Re: Recovering from remove-brick where shards did not rebalance

Anthony Hoppe <anthony@xxxxxxxx> · Wed, 8 Sep 2021 23:27:03 -0700

Ok!  I'm actually poking at this now, so great timing.

The only mistake I made, I believe, was I expanded the last shard to 
64MB.  I forgot that bit.  I'm going to try again leaving that one as 
is.  Otherwise here is what my process has been so far.  It may be a bit 
roundabout but here it is:

1) copy main file + shards from each node to directories on recovery storage
2) separate empty and non-empty files
3) compare non-empty files (diff -q the directories) for discrepancies

If everything seems to check out:

4) combine empty files into one directory overwriting dupes
5) combine non-empty files into one directory overwriting dupes
6) expand all files not already 64 MB to 64 MB, except last shard.
7) create a numerically sorted list of files
8) spot check sort list and append shard 0 to top of list if necessary.
9) cat everything together reading from sorted list.
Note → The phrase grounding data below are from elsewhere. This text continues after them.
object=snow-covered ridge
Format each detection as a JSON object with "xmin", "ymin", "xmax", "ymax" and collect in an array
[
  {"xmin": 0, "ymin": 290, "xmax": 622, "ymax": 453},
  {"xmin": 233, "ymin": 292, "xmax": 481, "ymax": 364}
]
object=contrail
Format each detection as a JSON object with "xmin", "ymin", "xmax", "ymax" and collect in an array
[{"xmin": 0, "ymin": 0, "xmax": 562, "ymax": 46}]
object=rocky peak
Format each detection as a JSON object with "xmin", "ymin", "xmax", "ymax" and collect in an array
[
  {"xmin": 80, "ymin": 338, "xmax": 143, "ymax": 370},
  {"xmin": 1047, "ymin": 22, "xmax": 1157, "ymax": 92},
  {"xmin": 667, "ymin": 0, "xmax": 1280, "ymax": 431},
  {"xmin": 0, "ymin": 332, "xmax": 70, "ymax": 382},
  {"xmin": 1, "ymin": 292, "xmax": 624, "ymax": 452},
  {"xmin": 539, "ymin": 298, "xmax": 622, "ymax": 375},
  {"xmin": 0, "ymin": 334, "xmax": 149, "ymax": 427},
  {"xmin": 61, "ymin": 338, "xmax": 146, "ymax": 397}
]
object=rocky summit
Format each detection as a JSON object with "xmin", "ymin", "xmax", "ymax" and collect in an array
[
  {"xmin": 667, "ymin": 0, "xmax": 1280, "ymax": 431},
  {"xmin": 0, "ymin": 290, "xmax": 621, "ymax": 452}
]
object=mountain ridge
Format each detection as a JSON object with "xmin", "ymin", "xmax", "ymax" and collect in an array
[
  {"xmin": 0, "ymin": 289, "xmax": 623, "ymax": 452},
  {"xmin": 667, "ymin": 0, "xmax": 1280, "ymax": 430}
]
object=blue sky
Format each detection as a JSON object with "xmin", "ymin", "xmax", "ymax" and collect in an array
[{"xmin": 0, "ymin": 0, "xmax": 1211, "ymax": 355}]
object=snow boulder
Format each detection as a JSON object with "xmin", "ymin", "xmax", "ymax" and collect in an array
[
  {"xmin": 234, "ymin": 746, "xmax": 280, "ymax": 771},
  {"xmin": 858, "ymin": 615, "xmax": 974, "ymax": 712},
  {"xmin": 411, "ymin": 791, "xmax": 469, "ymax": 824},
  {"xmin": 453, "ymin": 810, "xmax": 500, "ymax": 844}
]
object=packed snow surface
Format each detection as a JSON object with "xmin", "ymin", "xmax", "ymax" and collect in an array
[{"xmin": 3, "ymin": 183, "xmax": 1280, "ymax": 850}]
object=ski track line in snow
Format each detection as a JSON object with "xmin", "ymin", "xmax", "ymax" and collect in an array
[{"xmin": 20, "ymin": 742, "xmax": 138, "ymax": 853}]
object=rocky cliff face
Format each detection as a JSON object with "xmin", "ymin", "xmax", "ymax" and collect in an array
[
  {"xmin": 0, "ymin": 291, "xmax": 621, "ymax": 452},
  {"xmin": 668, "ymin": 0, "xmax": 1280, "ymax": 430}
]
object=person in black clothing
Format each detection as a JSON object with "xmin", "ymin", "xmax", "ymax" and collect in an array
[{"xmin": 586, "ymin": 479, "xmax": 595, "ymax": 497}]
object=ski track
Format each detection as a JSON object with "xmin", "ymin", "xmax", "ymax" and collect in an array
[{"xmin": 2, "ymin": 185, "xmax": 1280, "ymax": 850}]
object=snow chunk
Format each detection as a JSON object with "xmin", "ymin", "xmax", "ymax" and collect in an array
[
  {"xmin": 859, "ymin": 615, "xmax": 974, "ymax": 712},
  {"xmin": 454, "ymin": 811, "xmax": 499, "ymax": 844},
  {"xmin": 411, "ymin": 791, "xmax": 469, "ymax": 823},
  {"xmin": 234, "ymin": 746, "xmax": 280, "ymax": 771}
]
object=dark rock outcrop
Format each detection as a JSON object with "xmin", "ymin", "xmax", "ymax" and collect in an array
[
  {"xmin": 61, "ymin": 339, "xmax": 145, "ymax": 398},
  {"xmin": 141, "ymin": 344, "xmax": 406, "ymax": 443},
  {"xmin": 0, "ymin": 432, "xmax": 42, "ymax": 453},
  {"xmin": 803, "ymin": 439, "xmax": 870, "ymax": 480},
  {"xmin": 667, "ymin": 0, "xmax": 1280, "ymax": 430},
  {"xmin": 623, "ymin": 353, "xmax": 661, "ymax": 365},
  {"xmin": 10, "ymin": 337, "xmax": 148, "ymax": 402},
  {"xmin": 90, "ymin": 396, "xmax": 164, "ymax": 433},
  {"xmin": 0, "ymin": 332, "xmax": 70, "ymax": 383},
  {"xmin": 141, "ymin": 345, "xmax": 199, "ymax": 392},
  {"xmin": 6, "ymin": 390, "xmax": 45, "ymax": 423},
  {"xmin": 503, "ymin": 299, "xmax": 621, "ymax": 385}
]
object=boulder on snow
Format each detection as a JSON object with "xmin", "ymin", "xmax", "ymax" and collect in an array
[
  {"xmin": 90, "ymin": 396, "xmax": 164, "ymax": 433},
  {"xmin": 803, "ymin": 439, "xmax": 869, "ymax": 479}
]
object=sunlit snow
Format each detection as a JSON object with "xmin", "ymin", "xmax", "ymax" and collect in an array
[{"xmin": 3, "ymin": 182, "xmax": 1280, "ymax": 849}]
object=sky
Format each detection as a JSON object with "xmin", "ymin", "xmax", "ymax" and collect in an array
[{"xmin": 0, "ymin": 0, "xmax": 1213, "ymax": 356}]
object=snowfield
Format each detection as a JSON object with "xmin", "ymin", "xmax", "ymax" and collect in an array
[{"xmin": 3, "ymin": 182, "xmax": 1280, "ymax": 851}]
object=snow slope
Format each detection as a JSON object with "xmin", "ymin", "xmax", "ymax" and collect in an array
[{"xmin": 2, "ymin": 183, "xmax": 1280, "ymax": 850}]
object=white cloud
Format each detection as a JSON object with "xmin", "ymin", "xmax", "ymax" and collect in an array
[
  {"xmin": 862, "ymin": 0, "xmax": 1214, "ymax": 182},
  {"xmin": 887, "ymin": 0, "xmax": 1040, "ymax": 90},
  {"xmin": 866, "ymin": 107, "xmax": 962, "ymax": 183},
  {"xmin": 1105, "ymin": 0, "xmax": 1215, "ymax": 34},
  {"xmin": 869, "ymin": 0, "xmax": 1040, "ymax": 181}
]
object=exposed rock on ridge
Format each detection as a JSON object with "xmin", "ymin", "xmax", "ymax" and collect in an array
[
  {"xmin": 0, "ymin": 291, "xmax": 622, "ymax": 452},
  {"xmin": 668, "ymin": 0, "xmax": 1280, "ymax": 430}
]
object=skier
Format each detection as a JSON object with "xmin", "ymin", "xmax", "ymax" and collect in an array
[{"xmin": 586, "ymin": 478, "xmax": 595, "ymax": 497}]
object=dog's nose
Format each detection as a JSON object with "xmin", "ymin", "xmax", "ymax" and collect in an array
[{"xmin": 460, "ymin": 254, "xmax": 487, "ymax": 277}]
Does this sound more or less like I'm going down the right path?

Thanks!

On 9/8/21 11:18 PM, Xavi Hernandez wrote:
Hi Anthony,

On Wed, Sep 8, 2021 at 6:11 PM Anthony Hoppe <anthony@xxxxxxxx 
<mailto:anthony@xxxxxxxx>> wrote:

    Hi Xavi,

    I am working with a distributred-replicated volume.  What I've been
    doing is copying the shards from each node to their own "recovery"
    directory, discarding shards that are 0 bytes, then comparing the
    remainder and combining unique shards into a common directory.  Then
    I'd build a sorted list so the shards are sorted numerically adding
    the "main file" to the top of the list and then have cat run through
    the list.  I had one pair of shards that diff told me were not
    equal, but their byte size was equivalent.  In that case, I'm not
    sure which is the "correct" shard, but I'd note that and just pick
    one with the intention of circling back if cat'ing things together
    didn't work out...which so far I haven't had any luck.

If there's a shard with different contents probably it has a pending 
heal. If it's a replica 3, most probably 2 of the files should match. In 
that case this should be the "good" version. Otherwise you will need to 
check the stat and extended attributes of the files from each brick to 
see which one is the best.

    How can I identify if a shard is not full size?  I haven't checked
    every single shard, but they seem to be 64 MB in size.  Would that
    mean I need to make sure all but the last shard is 64 MB?  I suspect
    this might be my issue.

If you are using the default shard size, they should be 64 MiB (i.e. 
67108864 bytes). Any file smaller than that (including the main file, 
but not the last shard) must be expanded to this size (truncate -s 
67108864 <file>). All shards must exist (from 1 to last number). If one 
is missing you need to create it (touch <file> && truncate -s 67108864 
<file>).

    Also, is shard 0 what would appear as the actual file (so
    largefile.raw or whatever)?  It seems in my scenario these files are
    ~48 MB.  I assume that means I need to extend it to 64 MB?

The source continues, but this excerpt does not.